I went to a happy hour that felt like any
given stagiaire party relocated. So I acted accordingly, let somebody by me a
mojito, answered the where are you from where you work questions when asked,
made some witty comments about Suarez and discussed locations of tattoos that
hurt less than others. Then pulled a very classic, very cliché „you speak
Hungarian?! I'm so happy to meet you! Let me give you a hug!”. Yes, I went
there. In my defence, just the day before I listened to the French speakers in
the lunch break discussing how their offices are divided by the language
barrier and although everbody can talk to the other, somehow the English
speakers only hang out with the English speakers, and the francophones with the
francophones. The weekend before I was dragged (invited) to an Ethiopian
afternoon (great food) because the wife of one of them didn't want to be the
only one who doesn't understand the language. So while I tried not to be
sarcastic when the French told each other that one time they were surrounded
with English-only colleagues for a week before they finally found a Rwandes who
spoke French and how much of a relief that was, I did pretty much the same when
my (other) Kosovar brother introduced me to a Canadian who was born in Transylvania
to a Hungarian-speaking family.
It needs no further explanation, but is worth
mentioning that everybody from the Balkans counts me as family. It goes without
saying.
Then I went to Kigali. It's in another
country. I had to cross a border. My good old post-communist trauma kicked in
the moment I saw a border officer. I still feel nervous even though I know well
that I have the appropriate visa and ID card from my work, that I have enough
money and can talk to both the officer and the bus driver on the other side.

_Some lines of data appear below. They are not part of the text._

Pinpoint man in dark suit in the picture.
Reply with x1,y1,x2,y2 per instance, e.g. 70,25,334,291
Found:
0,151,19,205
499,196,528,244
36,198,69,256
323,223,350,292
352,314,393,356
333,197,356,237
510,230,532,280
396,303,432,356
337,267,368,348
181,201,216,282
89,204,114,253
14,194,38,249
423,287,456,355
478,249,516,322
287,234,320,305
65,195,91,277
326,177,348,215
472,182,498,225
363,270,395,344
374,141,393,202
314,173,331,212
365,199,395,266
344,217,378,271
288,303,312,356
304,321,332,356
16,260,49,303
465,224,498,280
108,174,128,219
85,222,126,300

The lump in my throat/stomach wouldn't go away until I got on the bus that
would get me to Kigali. Then I started being nervous for other things.

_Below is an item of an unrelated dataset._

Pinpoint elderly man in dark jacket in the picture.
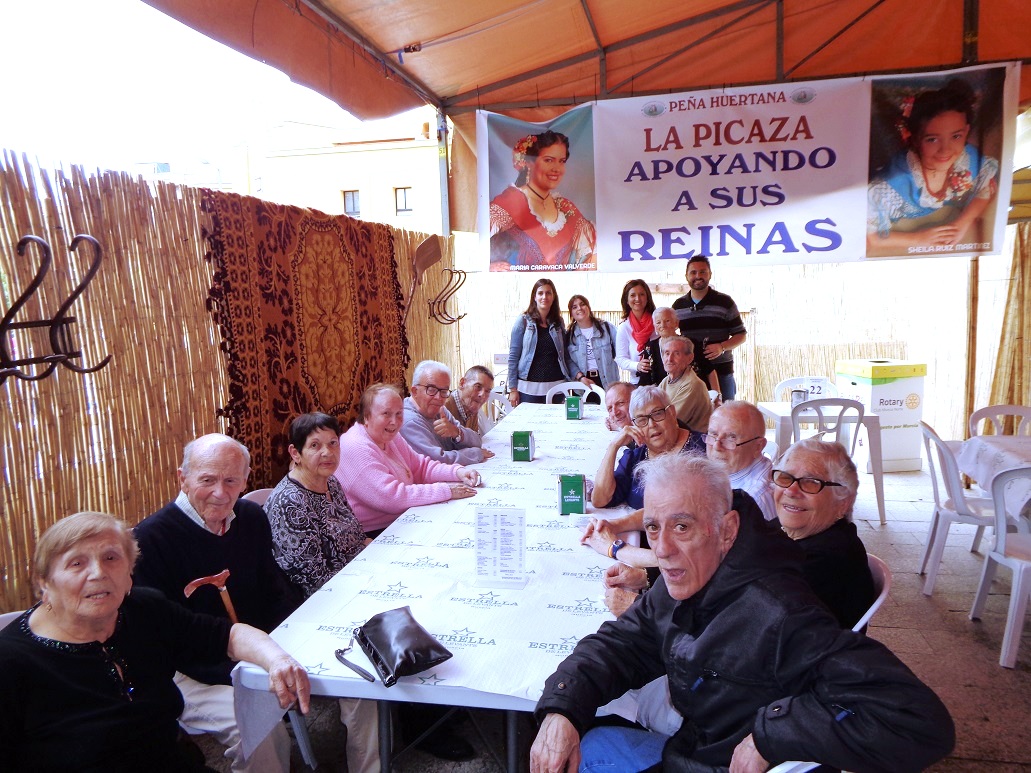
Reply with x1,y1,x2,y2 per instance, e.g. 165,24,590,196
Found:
531,454,954,773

The funny thing is, I also noticed I have a
very different old habit when it comes to border crossing. The good old
Schengen attitude. I acknowledge and appreciate a state border, and understand
that these two countries have had a relationship that wasn't always
particularly friendly, and I accept they have their procedures for a reason.
But somewhere deep down in my subconscious I still expect to be able to walk
between Goma and Gisenyi like it's Steinfort and Weyler.